Now I found a proof on page 2 of this reference (first line) click me where I was wondering what exactly happens between the second and third term.
I mean it looks pretty much like this, but I was wondering at which points you have to evaluate the function and in what way they commute with each other.
So there it says $$ \nabla_{\frac{\partial \Gamma}{\partial t}} \frac{\partial}{\partial s}|_{s=0} \Gamma = \nabla_{\frac{\partial \Gamma}{\partial s}} \frac{\partial}{\partial t}|_{s=0} \Gamma .$$
My problem is that the $t$ evaluation is completely missing here and I don't know whether I have to commute $t$ and $s$ evaluation, too. Thus, I don't know where the covariant derivative should be evaluated.

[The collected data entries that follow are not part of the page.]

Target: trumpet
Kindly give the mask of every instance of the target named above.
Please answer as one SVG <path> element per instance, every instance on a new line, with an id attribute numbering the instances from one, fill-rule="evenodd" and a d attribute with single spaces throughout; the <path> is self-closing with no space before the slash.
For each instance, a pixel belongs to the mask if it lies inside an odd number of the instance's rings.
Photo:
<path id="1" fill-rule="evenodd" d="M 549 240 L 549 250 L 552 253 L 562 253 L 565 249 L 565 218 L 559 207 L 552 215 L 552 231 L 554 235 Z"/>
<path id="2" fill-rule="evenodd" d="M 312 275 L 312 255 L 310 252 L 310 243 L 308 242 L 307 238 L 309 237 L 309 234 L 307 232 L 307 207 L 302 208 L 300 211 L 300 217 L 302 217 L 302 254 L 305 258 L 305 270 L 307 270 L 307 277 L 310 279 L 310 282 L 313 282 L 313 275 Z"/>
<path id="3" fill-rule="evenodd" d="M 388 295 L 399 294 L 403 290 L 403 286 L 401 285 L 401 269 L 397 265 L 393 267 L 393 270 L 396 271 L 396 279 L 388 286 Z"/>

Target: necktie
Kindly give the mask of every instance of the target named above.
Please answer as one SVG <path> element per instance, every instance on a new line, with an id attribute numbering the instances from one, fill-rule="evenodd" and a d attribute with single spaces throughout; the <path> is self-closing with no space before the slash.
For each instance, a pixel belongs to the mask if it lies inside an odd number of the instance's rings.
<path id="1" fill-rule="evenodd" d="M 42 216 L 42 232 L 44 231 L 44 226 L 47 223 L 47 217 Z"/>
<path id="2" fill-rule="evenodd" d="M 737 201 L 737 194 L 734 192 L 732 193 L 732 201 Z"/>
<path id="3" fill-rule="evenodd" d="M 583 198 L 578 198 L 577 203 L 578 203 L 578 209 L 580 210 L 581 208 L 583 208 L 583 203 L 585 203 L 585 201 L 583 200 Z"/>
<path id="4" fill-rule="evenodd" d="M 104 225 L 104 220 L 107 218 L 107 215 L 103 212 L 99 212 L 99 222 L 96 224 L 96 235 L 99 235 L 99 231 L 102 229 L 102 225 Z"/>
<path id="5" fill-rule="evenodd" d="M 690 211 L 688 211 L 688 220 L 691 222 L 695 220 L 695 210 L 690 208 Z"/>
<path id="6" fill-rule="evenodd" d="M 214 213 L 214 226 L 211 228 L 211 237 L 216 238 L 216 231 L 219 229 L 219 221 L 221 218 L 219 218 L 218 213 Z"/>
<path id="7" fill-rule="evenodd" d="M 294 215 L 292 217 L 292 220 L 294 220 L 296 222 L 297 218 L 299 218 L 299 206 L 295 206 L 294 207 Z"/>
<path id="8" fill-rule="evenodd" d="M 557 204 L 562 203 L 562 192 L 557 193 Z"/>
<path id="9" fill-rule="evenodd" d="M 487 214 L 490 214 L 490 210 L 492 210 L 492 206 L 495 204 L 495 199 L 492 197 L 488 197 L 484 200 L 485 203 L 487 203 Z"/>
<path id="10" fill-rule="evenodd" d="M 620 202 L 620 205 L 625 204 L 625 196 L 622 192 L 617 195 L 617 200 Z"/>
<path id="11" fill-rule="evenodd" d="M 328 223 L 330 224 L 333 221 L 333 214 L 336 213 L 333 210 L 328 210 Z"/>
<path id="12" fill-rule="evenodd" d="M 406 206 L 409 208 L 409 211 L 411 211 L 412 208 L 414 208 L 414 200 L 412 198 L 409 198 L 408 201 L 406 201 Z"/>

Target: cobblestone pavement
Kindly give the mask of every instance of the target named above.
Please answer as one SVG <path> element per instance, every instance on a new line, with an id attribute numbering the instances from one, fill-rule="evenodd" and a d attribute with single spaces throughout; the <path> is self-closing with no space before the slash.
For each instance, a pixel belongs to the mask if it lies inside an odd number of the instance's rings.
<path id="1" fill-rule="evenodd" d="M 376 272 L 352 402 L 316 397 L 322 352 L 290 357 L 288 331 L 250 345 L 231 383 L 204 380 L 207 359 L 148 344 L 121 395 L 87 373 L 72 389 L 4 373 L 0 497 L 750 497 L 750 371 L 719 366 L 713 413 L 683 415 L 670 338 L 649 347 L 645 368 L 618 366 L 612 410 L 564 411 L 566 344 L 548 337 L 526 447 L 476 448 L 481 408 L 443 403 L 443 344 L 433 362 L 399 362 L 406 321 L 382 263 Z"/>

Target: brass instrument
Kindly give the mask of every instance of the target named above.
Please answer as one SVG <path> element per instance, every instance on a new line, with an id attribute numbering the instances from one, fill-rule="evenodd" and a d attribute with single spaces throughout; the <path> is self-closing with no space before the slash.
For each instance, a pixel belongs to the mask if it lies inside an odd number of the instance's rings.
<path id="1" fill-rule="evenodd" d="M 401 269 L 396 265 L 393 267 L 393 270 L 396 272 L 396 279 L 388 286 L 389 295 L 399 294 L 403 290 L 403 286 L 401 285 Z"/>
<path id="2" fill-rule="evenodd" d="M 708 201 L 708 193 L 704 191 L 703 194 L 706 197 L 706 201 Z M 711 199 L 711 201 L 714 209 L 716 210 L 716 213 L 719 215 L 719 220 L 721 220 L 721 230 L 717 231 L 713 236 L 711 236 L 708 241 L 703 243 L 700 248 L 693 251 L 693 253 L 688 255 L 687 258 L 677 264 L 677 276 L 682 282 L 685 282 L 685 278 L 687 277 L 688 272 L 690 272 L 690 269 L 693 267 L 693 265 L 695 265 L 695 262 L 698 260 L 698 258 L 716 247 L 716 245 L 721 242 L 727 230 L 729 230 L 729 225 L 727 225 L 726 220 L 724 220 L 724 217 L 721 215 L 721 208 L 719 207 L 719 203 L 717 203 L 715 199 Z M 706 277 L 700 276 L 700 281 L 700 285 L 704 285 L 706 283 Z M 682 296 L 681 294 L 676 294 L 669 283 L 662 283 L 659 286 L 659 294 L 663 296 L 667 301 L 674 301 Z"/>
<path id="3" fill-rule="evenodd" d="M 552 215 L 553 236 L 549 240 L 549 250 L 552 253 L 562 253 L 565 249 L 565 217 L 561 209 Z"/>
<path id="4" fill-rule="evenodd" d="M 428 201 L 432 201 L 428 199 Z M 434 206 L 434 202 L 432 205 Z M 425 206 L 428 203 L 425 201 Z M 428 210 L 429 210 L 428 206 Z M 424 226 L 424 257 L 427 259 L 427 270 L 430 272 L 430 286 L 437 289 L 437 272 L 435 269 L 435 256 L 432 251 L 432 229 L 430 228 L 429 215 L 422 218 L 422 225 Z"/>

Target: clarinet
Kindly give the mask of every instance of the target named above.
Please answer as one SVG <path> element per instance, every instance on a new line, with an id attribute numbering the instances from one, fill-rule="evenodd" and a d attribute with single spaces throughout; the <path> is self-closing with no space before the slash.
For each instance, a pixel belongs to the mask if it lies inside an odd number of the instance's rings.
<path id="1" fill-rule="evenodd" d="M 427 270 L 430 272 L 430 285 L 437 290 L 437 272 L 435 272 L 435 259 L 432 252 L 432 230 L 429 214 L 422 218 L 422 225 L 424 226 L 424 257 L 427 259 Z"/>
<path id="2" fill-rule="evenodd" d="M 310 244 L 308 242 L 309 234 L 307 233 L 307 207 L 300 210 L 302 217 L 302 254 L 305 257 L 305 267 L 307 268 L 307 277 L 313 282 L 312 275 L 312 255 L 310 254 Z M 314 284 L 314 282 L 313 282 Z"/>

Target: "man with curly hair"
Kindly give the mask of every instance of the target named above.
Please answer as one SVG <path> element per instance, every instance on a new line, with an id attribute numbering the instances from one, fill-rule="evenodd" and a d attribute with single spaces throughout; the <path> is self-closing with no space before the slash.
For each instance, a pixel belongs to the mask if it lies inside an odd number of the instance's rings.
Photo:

So if anybody could make this step more precise, this would totally answer my question.
In Riemannian Geometry book of Manfredo perdigão do carmo you can see one proof for your question in pag 68 in the symmetry lemma.
Sorry for my English.
you can see 1: https://i.stack.imgur.com/9DSDx.png
ps: The lemma 4.1 in image is the symmery lemma.